As for the latest mainstream pundit mantra of ‘soft landing’: It’s very doubtful. Why? nominal wage income is slowing. Student debt payments of hundreds of dollars on average are set to begin again in October. Credit card debt for households is at a record $1.27 trillion and delinquencies rising. So called excess savings from Covid era social stimulus are now only .2T and down from $2.1T, according to Chase bank CEO Jamie Dimon. A government shutdown in 4th quarter looks more likely than ever before in recent years as the capitalist politicians struggle with how to deal with another $1.7T budget deficit this year, a $33T national debt, and interest payments annually on that debt at $644B (compared to <$300B in 2019) due to chronic high Fed rates. More austerity in social program spending in 2024 is almost guaranteed. That too will negatively impact GDP. Then there’s the current auto strike that looks likely to continue well into 4th quarter that even mainstream economists predict will take 0.4% off of 4th quarter GDP. In short, consumer spending is nearly 70% of the US GDP and it’s difficult to see how that spending this winter, due to the factors noted, can keep the US economy from avoiding a recession (a hard landing).
Adding to the pressure on GDP, with a chronic high dollar (due to chronic high Fed rates) will mean less US exports (also due to a slowing global economy) and in turn a further negative ‘net exports’ impact on US GDP. Finally, there’s the rapidly slowing bank lending in Commercial & Industrial loans which suggests a slowing in net real business investment for small and medium businesses.

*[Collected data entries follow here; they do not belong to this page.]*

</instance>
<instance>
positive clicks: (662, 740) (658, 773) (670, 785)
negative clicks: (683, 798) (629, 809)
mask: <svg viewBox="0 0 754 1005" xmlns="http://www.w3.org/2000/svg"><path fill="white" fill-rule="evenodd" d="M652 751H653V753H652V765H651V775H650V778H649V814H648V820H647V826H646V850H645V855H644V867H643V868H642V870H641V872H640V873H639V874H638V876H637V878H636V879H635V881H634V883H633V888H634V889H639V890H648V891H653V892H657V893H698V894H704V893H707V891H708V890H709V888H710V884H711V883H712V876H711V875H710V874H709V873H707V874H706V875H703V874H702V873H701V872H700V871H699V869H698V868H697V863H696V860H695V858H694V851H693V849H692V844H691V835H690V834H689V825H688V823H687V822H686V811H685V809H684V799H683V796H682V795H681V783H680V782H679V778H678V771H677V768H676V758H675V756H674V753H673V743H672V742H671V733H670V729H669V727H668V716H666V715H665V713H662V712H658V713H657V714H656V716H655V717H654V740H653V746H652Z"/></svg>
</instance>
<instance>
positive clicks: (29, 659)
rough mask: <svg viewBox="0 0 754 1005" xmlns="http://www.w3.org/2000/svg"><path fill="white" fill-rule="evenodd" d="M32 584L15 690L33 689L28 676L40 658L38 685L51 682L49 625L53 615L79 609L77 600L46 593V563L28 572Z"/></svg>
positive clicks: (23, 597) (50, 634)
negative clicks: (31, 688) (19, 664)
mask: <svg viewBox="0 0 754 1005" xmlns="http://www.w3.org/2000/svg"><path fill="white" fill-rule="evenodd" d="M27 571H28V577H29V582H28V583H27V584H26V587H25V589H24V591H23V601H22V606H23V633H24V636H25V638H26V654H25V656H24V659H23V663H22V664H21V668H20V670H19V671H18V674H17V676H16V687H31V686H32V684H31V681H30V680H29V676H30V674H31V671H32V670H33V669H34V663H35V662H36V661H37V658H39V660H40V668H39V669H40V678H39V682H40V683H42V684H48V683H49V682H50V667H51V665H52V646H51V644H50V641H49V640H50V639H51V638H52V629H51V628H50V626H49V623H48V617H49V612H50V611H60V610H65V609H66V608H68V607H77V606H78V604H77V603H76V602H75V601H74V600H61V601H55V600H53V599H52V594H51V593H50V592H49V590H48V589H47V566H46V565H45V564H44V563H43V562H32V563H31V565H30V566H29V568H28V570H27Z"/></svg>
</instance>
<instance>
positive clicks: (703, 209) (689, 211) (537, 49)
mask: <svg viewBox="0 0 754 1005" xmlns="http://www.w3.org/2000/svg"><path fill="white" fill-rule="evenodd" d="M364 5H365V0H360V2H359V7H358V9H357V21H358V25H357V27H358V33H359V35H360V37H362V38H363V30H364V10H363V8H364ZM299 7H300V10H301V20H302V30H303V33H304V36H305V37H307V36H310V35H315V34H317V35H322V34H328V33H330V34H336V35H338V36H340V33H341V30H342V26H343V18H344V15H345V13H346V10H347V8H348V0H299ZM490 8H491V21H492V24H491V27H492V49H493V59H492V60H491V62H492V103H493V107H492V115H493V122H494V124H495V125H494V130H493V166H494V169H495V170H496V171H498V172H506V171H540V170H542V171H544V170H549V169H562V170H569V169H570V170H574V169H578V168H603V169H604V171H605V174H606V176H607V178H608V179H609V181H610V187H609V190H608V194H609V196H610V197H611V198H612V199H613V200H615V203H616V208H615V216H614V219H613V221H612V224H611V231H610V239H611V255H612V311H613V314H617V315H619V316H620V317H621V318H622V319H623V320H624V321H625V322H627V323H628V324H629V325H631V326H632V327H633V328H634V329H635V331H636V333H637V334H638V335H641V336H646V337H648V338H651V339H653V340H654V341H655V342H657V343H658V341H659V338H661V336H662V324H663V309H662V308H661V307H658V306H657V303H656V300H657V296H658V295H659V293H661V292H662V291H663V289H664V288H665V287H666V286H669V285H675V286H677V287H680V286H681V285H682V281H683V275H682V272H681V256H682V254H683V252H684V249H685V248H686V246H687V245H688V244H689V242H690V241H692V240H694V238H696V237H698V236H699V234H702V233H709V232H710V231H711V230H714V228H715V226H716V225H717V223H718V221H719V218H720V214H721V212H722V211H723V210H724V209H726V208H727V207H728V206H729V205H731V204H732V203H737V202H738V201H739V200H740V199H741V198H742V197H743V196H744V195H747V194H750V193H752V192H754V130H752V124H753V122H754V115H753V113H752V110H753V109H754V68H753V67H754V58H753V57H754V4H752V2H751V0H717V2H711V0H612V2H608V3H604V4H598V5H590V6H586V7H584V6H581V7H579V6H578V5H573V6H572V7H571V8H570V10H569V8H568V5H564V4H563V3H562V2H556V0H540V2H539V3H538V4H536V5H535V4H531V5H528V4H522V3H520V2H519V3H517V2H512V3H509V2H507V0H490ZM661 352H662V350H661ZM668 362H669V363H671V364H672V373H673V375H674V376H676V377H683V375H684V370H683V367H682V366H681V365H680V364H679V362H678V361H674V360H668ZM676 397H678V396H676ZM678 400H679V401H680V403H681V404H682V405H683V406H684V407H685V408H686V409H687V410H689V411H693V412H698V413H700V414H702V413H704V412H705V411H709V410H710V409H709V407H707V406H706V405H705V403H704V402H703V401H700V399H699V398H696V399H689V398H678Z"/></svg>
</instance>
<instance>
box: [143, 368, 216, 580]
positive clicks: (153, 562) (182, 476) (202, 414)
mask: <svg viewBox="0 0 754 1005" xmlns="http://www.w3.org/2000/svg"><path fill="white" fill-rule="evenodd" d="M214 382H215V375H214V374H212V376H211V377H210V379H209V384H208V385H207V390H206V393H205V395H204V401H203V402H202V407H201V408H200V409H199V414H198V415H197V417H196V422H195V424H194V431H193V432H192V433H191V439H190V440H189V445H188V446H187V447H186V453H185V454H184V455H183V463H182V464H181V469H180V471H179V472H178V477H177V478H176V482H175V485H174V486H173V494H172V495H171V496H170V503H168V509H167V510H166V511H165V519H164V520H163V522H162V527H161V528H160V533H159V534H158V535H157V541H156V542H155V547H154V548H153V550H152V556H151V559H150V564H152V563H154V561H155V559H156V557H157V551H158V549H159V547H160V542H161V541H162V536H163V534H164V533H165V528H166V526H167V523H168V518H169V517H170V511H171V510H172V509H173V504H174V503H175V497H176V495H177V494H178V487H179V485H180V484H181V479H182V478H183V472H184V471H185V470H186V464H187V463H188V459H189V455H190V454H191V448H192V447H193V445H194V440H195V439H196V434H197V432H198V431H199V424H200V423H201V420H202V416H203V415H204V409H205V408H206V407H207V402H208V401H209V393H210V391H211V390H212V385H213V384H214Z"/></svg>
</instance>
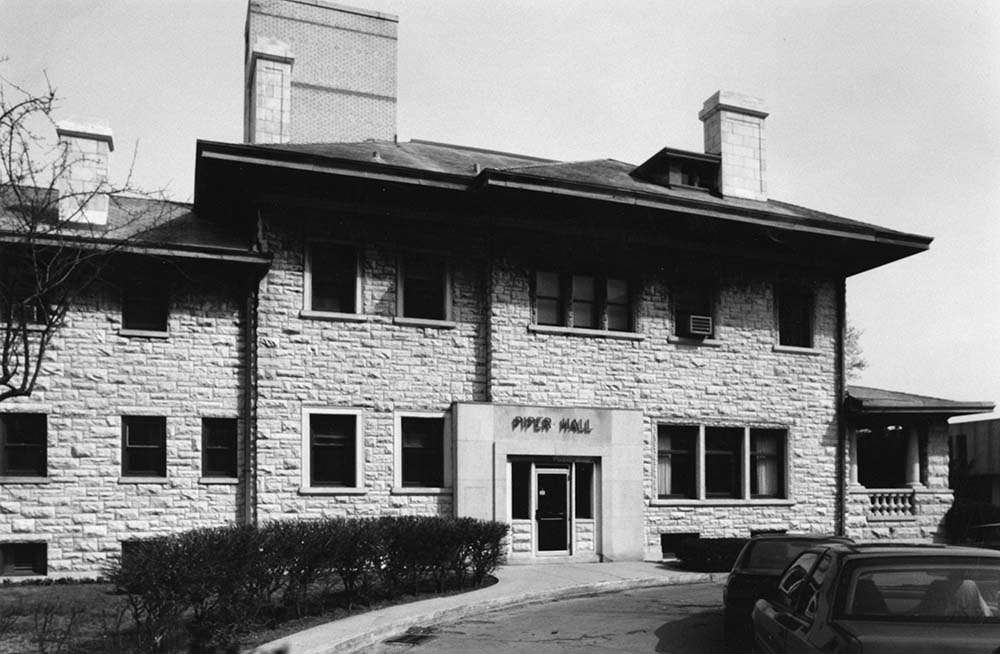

The only factor clearly raising the possibility of a ‘soft landing’ is federal government defense spending as US neocon run foreign policy continues to spend on the Ukraine proxy war and simultaneous preparations longer term for war with China.
Dr. Jack Rasmus,
September 23, 2023
Dr. Jack Rasmus @drjackrasmus









“The only factor clearly raising the possibility of a ‘soft landing’ is federal government defense spending as US neocon run foreign policy continues to spend on the Ukraine proxy war and simultaneous preparations longer term for war with China”.
Taking care of business and business is good.
Unless Russia and China “drop it” on US – NATO assets and that will be bad for business.
Nonfinancial corporate profits are still very high, around 75% higher than 2019, they increased from $1.2 T to $2.2 T, an added $1 T to household expenses, not easy for consumers with low to middle incomes to manage. This I think can be nothing else than price gouging, and may throw the economy into a tailspin, but not immediately. Good run-down on the topic.